For both of us, the very idea that someone would offer us a paid trip to Disney World is a difficult thing to grasp and be comfortable with. We spent several hours talking with Lisa about it, it was her idea, she organized the gift, she thought long and hard about how and where to present it, about whether we would accept it. A part of her thought I would be angry, I have made it clear I do not want people to give me money for my life, only for my work, and only then if they can afford it.

Yet on some level I also knew it was right to accept this gift, important also. It is important to learn how to trust, how to be open, how to be accepting, how to recognize that it is often a gift for some people to give. Lisa is like that, so, I see, are many members of the creative group. I am going to Disney World, I made the reservations this morning, Maria and I looked at one another like small children stealing the cake out of the refrigerator and eating it up in their rooms.

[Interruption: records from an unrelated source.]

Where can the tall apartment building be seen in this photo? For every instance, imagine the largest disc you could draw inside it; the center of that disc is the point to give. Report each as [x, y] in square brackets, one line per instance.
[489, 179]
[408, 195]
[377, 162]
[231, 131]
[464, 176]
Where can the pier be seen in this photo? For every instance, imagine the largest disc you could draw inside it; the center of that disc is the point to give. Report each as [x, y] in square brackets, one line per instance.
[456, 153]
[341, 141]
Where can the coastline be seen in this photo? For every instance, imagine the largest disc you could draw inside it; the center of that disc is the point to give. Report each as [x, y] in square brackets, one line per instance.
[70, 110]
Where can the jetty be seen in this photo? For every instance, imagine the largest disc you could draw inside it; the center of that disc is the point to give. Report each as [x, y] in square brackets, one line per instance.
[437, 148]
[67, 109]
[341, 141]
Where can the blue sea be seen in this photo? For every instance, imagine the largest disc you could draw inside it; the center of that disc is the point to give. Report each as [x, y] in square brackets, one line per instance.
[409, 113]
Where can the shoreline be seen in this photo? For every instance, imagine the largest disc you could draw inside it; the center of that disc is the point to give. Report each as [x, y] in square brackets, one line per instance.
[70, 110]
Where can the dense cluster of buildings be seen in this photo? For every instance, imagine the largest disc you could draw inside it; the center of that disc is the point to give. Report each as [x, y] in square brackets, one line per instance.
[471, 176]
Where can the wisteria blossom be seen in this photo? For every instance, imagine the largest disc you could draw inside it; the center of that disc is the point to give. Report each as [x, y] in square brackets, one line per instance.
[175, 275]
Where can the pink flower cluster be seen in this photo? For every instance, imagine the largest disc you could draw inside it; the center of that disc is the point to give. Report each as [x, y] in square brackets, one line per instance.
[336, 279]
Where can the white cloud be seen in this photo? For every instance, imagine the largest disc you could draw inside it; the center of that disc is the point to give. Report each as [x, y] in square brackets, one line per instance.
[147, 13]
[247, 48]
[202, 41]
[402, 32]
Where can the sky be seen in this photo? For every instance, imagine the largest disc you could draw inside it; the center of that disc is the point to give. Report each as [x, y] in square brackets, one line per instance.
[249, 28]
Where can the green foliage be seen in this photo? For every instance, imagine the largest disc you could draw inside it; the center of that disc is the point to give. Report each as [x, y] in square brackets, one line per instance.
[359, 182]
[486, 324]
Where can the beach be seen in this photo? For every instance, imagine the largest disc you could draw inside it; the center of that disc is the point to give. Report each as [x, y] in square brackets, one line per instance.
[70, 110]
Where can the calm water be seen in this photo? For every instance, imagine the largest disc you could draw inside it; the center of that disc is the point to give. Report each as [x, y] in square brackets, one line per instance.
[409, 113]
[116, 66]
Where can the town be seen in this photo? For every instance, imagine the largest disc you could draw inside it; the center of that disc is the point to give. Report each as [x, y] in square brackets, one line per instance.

Is this okay? Will will be punished? Do we deserve it?

For much of my life, I would never have accepted such a gift, not for a moment. For much of my life, I did not know love, trust, faith or connection. The gift is a seminal symbol for me, it marks a transition from one kind of life to another, one way of seeing the world to another. My life is growing richer, fuller, more meaningful. This gift is a part of that, it is what comes from openness and connection. You cannot do one without accepting the other.

I have learned recently that is often important to do the things you fear, the things you said you will never do, the things you thought you could not do. Those who have experienced the pain of being unloved must do the hard work of permitting people to love them, to get close, to give. So I have said yes, I am grateful for this present, I have accepted it. Getting used to it will take a bit longer, getting comfortable longer still. At the other end, I will have learned more about what it means to be a human being, to love and be loved.